Das Konzept, Alten ein Leben mitten im Stadtgewusel anzubieten, scheint aufzugehen: Drei Viertel der 50 Zwei- bis Dreizimmerwohnungen (46 bis 72 qm) sind schon bezogen. Die Frau, die man um Gottes willen nicht „Heimleiterin“ nennen darf, die „Projektleiterin“ Ursula Schnell, findet aber ohnehin: „Hier im Viertel ist es friedlicher als in anderen Stadtvierteln.“ Das Prinzip „Wohnen mit Service“ sieht so aus: Man mietet sich eine Wohnung und zahlt für ca. 50 qm 1300 Mark warm (offensichtlich: kein sozialer Wohnungsbau). Dafür hat man einen Notrufknopf. Notfalls ist innerhalb einer Minute Hilfe aus einer direkt angrenzenden Pflegedienstzentrale abrufbar. Wer sich allerdings bedienen lassen möchte (oder muß), der kann das Essen kommen lassen oder den Friseur, kann sich die Wohnung putzen lassen oder häusliche Krankenpflege in Anspruch nehmen. Solcher Service kostet natürlich.

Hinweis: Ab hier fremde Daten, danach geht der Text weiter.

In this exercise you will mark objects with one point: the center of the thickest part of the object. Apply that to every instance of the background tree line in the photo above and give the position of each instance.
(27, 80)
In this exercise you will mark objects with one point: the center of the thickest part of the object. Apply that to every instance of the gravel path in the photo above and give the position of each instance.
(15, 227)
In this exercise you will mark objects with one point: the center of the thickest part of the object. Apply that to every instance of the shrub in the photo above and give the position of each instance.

Doch weil das Haus im Viertel mehr ist als ein Mietshaus mit Notknöpfen und externen Dienstleistungen, kümmert sich Frau Schnell darum, daß die Hausbewohner untereinander in Kontakt kommen. Sie lädt Leute aus der Nachbarschaft zum Mitessen ein. Organisiert Kontakte zu Schulen. Hilft, „ein Klima zu schaffen“, wie sie sagt.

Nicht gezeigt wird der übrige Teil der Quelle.